Copilot, AI And The Risk Of Data Breaches

Data Breach

According to one recent study, about 41% of small companies say that they're currently developing an AI strategy for the future.

When you consider that artificial intelligence is a perfect chance to increase efficiency, productivity, and cut costs, all at the same time, it's easy to see why.

Another study indicated that about 37% of businesses cite "lack of expertise" as their main issue that has prevented them from embracing AI up to this point.

Thankfully, tech giants like Microsoft have attempted to address challenges like that head-on with the release of tools like Microsoft 365 Copilot.

Copilot is a tool that incorporates Ai into all the Microsoft productivity apps your business is likely already using like Word, Excel, Teams, and more.

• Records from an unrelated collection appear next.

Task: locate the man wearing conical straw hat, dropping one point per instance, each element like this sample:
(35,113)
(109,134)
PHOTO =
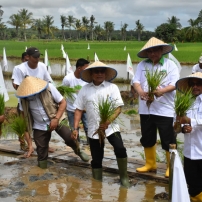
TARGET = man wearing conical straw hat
(159,115)
(192,129)
(44,107)
(99,90)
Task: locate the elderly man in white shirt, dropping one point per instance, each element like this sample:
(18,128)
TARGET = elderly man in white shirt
(192,129)
(159,115)
(99,88)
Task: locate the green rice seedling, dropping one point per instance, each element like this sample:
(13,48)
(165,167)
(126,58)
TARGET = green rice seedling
(182,103)
(154,79)
(106,108)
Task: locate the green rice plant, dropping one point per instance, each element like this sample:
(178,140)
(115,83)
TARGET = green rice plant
(106,109)
(154,79)
(182,103)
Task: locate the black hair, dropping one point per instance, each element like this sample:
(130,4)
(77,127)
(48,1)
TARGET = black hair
(81,62)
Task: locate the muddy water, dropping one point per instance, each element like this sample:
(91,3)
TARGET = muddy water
(21,180)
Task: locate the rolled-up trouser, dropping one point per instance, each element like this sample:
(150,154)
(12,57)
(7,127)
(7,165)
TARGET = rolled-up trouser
(149,126)
(42,139)
(97,150)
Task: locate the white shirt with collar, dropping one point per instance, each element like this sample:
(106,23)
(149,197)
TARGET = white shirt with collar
(89,97)
(193,140)
(164,105)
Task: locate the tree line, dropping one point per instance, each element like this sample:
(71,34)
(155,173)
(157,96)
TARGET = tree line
(25,26)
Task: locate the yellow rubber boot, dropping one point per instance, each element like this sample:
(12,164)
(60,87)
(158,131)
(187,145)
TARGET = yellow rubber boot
(197,198)
(150,155)
(168,163)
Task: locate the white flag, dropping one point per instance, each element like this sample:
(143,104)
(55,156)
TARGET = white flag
(3,89)
(179,189)
(171,57)
(96,57)
(47,63)
(130,66)
(68,66)
(175,47)
(5,62)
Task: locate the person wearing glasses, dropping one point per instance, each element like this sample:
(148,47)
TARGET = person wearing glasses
(99,76)
(158,117)
(192,128)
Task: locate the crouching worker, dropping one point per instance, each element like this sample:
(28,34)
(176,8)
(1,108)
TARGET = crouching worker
(43,107)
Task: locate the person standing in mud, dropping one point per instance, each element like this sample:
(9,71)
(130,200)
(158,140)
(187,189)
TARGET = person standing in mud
(192,127)
(98,76)
(74,79)
(44,109)
(31,67)
(158,117)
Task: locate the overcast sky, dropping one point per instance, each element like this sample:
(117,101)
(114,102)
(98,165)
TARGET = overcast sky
(151,13)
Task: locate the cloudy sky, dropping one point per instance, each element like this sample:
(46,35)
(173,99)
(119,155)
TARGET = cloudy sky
(151,13)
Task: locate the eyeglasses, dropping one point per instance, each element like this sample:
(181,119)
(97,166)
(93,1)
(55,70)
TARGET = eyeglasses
(99,71)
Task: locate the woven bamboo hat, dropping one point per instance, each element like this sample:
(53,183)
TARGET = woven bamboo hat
(110,73)
(31,86)
(183,84)
(154,42)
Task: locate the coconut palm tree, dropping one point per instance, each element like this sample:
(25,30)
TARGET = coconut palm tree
(15,21)
(139,28)
(63,23)
(26,19)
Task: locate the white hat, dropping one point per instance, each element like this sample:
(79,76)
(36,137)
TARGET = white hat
(154,42)
(110,73)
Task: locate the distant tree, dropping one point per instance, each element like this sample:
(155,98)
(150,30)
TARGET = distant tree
(15,20)
(63,23)
(139,28)
(26,19)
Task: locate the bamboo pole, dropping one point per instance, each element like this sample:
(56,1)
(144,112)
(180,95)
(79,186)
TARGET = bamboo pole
(172,159)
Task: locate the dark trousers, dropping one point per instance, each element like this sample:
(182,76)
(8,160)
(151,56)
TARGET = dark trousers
(193,175)
(42,138)
(149,126)
(97,150)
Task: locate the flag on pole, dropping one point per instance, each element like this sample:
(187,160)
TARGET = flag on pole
(47,63)
(129,66)
(68,68)
(96,57)
(5,62)
(175,47)
(171,57)
(3,89)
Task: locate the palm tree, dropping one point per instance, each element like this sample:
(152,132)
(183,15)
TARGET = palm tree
(48,22)
(63,23)
(39,26)
(70,23)
(26,19)
(139,28)
(193,30)
(15,21)
(85,26)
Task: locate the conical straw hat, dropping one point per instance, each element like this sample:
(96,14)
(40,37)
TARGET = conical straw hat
(31,86)
(154,42)
(110,73)
(183,83)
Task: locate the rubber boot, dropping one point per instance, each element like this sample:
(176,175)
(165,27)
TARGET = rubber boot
(168,163)
(122,165)
(43,164)
(97,173)
(197,198)
(150,155)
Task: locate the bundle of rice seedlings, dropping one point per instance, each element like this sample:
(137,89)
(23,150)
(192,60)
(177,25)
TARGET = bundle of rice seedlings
(154,79)
(182,103)
(2,109)
(106,108)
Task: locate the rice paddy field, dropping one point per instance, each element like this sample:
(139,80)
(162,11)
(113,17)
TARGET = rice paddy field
(188,53)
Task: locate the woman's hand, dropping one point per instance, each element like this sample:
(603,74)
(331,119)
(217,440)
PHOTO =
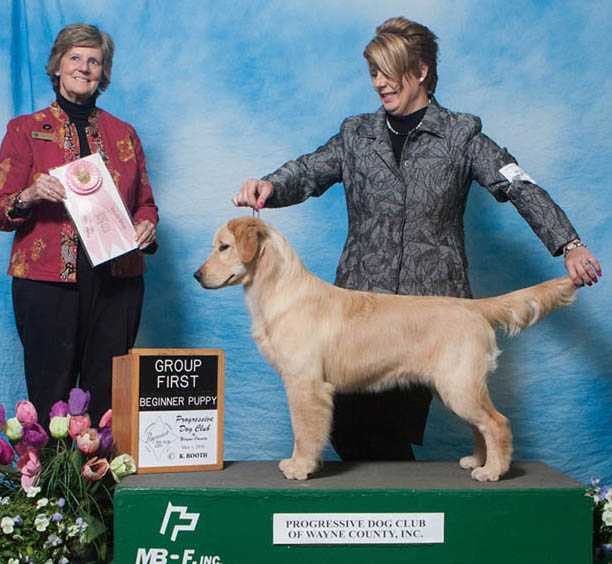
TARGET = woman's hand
(253,193)
(145,233)
(45,188)
(582,266)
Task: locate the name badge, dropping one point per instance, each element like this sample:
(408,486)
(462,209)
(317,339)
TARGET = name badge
(43,136)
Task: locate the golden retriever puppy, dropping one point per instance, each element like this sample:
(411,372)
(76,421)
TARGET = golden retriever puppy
(323,339)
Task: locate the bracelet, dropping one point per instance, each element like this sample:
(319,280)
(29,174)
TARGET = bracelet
(19,203)
(573,245)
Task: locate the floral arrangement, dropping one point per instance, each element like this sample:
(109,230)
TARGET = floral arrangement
(602,498)
(56,504)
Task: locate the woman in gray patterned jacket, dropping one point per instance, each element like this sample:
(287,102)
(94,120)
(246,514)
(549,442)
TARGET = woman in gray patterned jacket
(407,170)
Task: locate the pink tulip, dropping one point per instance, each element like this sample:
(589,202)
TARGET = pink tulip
(106,419)
(6,453)
(88,442)
(95,469)
(26,412)
(34,436)
(29,466)
(79,424)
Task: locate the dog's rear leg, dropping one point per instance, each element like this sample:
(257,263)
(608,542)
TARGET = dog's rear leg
(311,407)
(476,407)
(480,452)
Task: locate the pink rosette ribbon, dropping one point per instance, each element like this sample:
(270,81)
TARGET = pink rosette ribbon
(83,177)
(104,226)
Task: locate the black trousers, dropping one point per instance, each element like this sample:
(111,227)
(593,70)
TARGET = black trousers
(70,333)
(380,426)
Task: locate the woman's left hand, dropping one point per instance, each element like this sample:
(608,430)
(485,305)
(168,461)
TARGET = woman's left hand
(145,233)
(582,266)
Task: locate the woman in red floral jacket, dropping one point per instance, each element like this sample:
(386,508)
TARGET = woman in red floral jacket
(72,318)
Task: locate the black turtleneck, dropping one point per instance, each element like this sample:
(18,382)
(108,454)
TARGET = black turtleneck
(79,115)
(403,125)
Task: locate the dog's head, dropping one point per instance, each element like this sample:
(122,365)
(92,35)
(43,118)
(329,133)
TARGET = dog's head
(235,249)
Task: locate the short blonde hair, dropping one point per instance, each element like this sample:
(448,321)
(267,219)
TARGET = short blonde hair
(400,47)
(81,35)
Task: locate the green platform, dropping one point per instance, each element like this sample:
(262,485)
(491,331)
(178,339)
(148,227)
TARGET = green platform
(535,515)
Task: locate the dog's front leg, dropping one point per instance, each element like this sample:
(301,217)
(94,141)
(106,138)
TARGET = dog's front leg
(311,408)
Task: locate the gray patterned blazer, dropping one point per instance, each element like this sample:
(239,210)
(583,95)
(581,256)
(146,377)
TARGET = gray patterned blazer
(405,223)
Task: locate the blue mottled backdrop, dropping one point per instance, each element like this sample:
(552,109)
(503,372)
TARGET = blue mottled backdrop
(221,90)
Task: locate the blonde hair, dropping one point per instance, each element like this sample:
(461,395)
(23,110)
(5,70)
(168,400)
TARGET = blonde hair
(400,47)
(81,35)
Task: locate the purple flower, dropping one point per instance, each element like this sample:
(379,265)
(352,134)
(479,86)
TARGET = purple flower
(106,442)
(34,436)
(78,402)
(58,409)
(6,453)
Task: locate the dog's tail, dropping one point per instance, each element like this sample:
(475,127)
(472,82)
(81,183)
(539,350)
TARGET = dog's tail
(518,310)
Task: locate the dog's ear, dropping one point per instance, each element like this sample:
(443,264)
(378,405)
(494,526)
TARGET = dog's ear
(248,232)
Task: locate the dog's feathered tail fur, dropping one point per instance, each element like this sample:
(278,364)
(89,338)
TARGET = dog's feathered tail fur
(520,309)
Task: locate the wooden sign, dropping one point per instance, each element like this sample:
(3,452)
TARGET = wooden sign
(168,408)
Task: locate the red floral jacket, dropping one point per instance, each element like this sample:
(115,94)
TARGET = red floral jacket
(45,244)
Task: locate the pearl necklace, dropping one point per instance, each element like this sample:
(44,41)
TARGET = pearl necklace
(407,132)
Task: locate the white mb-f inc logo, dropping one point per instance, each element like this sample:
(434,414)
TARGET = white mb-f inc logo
(188,520)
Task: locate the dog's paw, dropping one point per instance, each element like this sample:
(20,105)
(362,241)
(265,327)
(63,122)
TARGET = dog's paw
(484,474)
(295,469)
(471,462)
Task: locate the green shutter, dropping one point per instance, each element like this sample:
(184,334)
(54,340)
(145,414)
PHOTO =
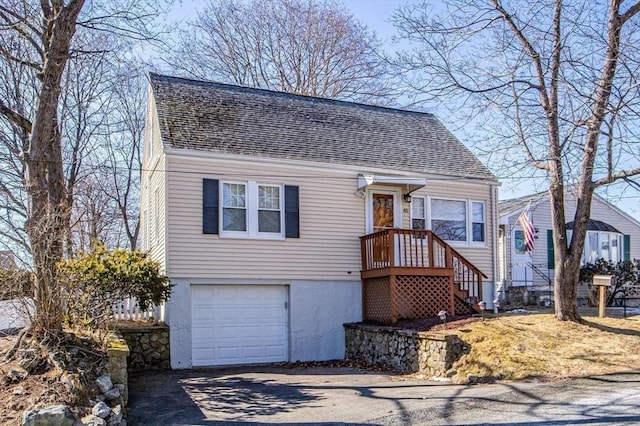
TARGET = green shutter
(627,247)
(551,262)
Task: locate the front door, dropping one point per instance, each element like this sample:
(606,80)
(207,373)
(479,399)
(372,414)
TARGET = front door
(382,210)
(521,271)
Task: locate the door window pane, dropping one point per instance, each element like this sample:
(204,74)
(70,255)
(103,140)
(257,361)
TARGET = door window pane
(382,211)
(449,219)
(518,242)
(477,217)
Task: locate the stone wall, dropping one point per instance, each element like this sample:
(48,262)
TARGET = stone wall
(404,350)
(148,346)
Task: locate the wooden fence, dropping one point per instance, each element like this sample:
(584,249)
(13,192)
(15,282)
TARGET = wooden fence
(128,310)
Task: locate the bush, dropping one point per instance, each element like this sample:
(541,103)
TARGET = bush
(95,281)
(626,273)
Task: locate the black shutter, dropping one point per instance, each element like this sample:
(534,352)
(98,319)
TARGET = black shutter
(210,193)
(291,212)
(551,260)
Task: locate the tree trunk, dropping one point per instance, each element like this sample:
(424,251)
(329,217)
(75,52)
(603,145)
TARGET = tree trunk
(44,170)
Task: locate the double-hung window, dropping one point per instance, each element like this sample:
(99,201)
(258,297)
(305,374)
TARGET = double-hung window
(462,221)
(251,209)
(602,245)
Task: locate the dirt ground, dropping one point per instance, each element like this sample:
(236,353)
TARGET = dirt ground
(43,386)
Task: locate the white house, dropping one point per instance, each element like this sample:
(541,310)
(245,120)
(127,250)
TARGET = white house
(527,276)
(280,217)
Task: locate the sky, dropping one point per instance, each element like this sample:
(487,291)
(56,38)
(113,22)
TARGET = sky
(376,15)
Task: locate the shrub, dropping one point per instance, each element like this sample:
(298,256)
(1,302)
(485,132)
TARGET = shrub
(94,281)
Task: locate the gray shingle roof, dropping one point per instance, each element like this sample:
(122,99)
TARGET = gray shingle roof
(516,204)
(223,118)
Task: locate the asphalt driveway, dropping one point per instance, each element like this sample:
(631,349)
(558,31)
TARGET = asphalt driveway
(348,396)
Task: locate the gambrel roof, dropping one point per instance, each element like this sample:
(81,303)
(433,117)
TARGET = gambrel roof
(216,117)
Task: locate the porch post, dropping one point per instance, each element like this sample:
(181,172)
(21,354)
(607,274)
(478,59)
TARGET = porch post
(452,303)
(431,248)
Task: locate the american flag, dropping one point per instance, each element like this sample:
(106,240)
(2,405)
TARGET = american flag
(526,222)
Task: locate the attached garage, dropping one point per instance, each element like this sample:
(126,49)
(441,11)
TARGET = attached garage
(238,324)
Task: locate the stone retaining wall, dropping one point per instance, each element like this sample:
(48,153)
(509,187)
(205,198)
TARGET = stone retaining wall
(404,350)
(148,346)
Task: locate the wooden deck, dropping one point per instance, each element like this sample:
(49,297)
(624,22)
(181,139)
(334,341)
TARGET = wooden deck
(409,274)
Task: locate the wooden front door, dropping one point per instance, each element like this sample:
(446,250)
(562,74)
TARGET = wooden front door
(382,209)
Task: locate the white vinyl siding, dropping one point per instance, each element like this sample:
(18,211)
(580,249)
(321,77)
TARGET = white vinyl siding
(331,222)
(153,203)
(541,215)
(332,218)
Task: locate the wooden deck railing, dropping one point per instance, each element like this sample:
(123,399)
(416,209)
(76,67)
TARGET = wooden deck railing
(409,248)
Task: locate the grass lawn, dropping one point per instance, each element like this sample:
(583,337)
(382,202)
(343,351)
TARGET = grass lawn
(535,345)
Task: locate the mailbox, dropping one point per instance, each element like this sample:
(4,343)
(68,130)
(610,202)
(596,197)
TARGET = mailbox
(605,280)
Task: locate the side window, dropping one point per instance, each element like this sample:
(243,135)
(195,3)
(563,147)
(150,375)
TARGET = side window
(449,219)
(269,209)
(477,221)
(234,207)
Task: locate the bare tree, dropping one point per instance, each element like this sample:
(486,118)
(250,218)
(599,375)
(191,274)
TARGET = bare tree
(309,47)
(122,148)
(559,80)
(39,36)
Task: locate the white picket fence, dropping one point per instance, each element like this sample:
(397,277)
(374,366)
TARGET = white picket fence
(16,313)
(128,309)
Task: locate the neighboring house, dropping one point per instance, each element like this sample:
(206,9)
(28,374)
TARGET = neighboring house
(527,276)
(255,203)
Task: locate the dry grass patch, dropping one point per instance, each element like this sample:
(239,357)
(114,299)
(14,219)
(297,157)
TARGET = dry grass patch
(538,346)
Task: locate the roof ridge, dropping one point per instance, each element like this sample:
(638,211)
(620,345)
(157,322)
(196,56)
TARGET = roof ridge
(269,92)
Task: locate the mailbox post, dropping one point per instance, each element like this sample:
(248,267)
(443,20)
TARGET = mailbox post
(602,281)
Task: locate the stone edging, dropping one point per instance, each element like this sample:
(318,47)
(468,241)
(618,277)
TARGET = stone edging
(405,351)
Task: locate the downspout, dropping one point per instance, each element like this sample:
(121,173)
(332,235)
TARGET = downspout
(494,203)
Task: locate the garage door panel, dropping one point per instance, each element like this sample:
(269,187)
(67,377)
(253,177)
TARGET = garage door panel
(239,324)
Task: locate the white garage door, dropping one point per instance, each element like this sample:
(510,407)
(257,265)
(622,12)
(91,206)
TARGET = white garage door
(238,324)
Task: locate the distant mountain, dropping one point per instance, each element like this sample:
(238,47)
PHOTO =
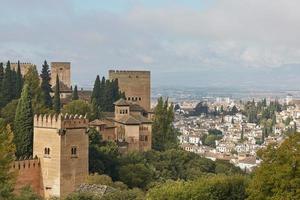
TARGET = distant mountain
(283,77)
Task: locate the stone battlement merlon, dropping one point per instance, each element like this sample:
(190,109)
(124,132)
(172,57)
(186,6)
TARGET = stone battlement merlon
(26,164)
(128,72)
(21,63)
(60,121)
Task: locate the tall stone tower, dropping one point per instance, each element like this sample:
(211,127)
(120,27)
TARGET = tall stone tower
(135,84)
(63,69)
(61,143)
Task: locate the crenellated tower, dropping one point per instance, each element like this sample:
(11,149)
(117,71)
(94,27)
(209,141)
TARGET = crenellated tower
(135,84)
(61,144)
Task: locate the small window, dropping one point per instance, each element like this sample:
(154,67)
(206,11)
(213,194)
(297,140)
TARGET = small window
(47,152)
(74,151)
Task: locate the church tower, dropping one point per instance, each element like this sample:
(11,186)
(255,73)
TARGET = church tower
(61,144)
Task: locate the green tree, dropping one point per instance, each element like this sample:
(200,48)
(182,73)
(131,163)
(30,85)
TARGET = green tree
(134,194)
(32,79)
(135,175)
(218,187)
(7,86)
(164,134)
(19,81)
(1,76)
(75,94)
(14,84)
(45,86)
(78,107)
(278,177)
(9,111)
(7,151)
(96,91)
(103,155)
(23,124)
(27,193)
(56,98)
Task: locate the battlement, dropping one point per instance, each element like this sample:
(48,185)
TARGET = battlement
(66,65)
(21,63)
(60,121)
(129,72)
(26,164)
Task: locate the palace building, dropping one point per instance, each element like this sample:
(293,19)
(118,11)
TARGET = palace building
(60,156)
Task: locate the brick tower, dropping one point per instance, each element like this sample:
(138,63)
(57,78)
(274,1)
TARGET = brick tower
(135,84)
(61,144)
(63,70)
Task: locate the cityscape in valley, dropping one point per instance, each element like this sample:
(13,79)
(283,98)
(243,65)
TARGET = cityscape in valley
(140,100)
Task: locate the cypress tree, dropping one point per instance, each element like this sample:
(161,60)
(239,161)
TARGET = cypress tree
(1,81)
(14,84)
(45,85)
(7,84)
(56,98)
(103,97)
(19,81)
(108,97)
(7,157)
(24,124)
(96,91)
(75,94)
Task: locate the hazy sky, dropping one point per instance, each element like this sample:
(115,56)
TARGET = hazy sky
(196,42)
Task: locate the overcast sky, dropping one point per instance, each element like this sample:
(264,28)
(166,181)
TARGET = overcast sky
(190,42)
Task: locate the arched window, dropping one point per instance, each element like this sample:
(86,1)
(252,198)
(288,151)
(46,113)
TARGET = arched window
(47,152)
(74,152)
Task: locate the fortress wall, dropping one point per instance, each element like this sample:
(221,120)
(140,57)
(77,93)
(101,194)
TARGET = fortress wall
(28,172)
(135,84)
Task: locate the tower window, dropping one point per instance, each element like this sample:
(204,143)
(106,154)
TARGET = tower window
(47,152)
(74,152)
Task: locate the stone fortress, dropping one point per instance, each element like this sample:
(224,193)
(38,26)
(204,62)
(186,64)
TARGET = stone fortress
(135,84)
(59,163)
(23,66)
(60,151)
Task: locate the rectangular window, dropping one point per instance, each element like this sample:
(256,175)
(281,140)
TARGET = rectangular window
(74,152)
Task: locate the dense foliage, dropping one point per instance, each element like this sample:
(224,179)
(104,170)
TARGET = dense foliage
(56,99)
(208,188)
(7,150)
(10,84)
(75,94)
(164,134)
(45,86)
(23,125)
(278,177)
(105,93)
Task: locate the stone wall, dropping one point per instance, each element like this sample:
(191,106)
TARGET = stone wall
(135,84)
(28,172)
(63,70)
(23,66)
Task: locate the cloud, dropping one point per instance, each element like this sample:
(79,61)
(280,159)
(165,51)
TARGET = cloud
(162,37)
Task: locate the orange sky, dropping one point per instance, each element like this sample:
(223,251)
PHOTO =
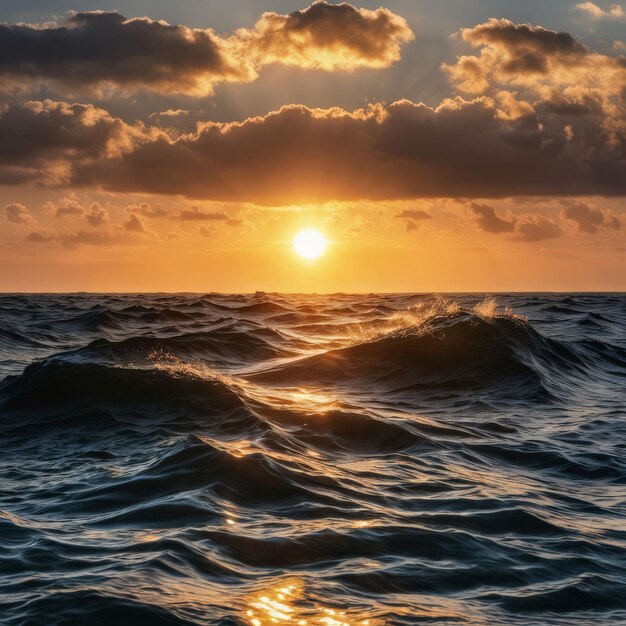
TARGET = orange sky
(121,172)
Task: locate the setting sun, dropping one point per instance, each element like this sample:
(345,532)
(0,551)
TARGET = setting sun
(310,244)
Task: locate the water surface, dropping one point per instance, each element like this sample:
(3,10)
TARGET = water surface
(332,460)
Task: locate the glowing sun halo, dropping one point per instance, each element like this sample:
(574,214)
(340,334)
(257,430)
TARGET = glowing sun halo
(310,244)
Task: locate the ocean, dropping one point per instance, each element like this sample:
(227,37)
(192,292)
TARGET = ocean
(312,459)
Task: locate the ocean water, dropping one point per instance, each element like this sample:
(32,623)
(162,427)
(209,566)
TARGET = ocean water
(312,460)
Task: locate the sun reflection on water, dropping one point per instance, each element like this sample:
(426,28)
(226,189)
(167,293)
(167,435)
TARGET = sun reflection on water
(285,602)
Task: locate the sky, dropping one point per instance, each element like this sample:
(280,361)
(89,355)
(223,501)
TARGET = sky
(452,146)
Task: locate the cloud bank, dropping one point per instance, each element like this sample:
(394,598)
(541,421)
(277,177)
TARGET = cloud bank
(100,49)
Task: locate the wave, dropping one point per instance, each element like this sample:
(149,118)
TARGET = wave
(459,351)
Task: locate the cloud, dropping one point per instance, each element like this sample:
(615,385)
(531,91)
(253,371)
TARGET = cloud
(537,227)
(548,71)
(146,210)
(196,215)
(40,236)
(552,122)
(524,226)
(489,221)
(97,215)
(100,49)
(403,150)
(18,214)
(327,37)
(414,214)
(589,218)
(613,11)
(135,224)
(40,140)
(66,207)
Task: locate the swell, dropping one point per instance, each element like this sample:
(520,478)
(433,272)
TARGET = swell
(461,351)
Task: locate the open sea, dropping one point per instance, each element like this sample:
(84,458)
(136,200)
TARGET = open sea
(299,460)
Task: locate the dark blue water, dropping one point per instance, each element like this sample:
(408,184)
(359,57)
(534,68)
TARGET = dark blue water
(331,460)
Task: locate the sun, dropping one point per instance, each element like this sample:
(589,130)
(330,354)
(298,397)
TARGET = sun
(310,244)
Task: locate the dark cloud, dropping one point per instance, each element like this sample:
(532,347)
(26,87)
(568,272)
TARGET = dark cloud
(95,48)
(537,227)
(405,150)
(588,218)
(39,139)
(328,37)
(561,136)
(488,220)
(536,68)
(102,49)
(146,210)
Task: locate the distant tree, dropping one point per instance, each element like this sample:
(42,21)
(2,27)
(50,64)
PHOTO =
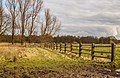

You can have it write reports, visualize data, create presentations, and more - all from applications you're already comfortable with.

But as is true with any type of new technology, AI must be used with caution in a business setting.

When something is this powerful, and it offers potential that appears to be this unlimited, the inherent risks are equally severe.

This is one of those situations where the old saying of "you don't know what you don't know" absolutely applies.

By making an effort to better understand how artificial intelligence and the risk of data breaches are related, along with where AI-powered tools like Copilot fit into all this, you'll be able to make the most informed decisions that you can given the available information.

That way, you'll set your employees, your clients, and your entire organization up to enjoy all the benefits of the AI revolution with as few of the potential downsides as possible.

Understanding Data Breaches And How They Impact Businesses

For as long as businesses have depended on Internet connectivity to serve their clients and customers, data breaches have been a major risk.

But over the last decade in particular, things have taken a somewhat dramatic turn thanks in no small part to the unrivaled potential that advancements like artificial intelligence have brought with them.

Experts agree that AI has certainly increased the sophistication of the attacks that business leaders are likely to face.

Those with malicious intentions can use it to craft more realistic phishing attacks or to more effectively impersonate other people.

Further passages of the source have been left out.